Foreign aid worsens the situation faced by victims of natural disasters, perpetuates misery and suffering for years afterward, and provides governments with additional tools of oppression. The current Tsunami crisis makes it critical to review Murray Rothbard’s “Doing God’s Work in Somalia,” a detailed account of how foreign aid caused further death, destruction, and ultimately a botched military intervention in a poor African nation.Rothbard explains how the racket works. The US government starts to deliver large quantities of food and supplies to the affected refugees and disaster victims. Quickly, the local government and its cronies/thugs recognize an opportunity. They assert control over aid distribution and/or steal large portions of the aid. In areas of religious or ethnic strife, the food aid is used to exert power over minority groups or dissidents opposed to the existing regime. Food and medical equipment may be deliberately withheld in order to starve and kill disfavored populations, while it is used to reward allied groups and factions. In order to maintain their political hegemony, local government actors have every incentive to perpetuate crisis conditions.
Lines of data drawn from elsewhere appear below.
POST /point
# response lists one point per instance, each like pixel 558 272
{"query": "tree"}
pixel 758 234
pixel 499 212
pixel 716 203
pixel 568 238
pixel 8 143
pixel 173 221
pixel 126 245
In Somalia, explains Rothbard, “the food ‘crisis’ has been deliberately created by the Somalian government – by [Siad] Barre and his successors – in order to exert control over the Somali population, to tell them when and who shall or shall not eat.”
It should be noted that Aceh, the hardest hit region of Indonesia, is home to a secessionist movement that has long been brutally suppressed by the Indonesian military. The people of this region are acutely vulnerable to the foreign aid syndrome that has been repeated over and over again in Africa.
In Somalia, foreign aid created massive economic distortions that prevented the people from recovering from the initial disaster. Rothbard cites ex-relief worker Michael Maren, who witnessed first hand the role of food aid in Somalia:
“The crucial point, Maren concludes, is that ‘reckless use of food aid causes famine. It depresses local market prices and provides disincentive for farmers to grow crops.’ All this makes the food shortage worse, and causes greater calls for food relief; and so the well-meaning foreign intervention grows and cumulates, fueled by agency venality, and causes the spiral of famine-aid-famine to get worse and worse. Until finally the marines land to try to solve the problem.”
Even private relief agencies, after initially contributing necessary short term humanitarian assistance to refugees and famine victims, eventually became part of the problem of unintended consequences in Somalia.
“[T]he real objective of these agencies, Maren has concluded, is to raise money. These outfits are essentially rackets. Even though sending food hasn’t really helped, what these agencies can do best is to raise money. ‘Aid,’ Maren declares, ‘is a business. It is a business in which people make careers, earn a good living, get to see interesting places, and have great stories to tell when they get stateside. It’s a business that has to earn money to pay its executives, pay for retreats and for officials to attend conferences in Rome, buy four-wheel drive vehicles, buy advertising time on television. It’s a business that makes money by attracting clients, i.e., starving, needy people.’”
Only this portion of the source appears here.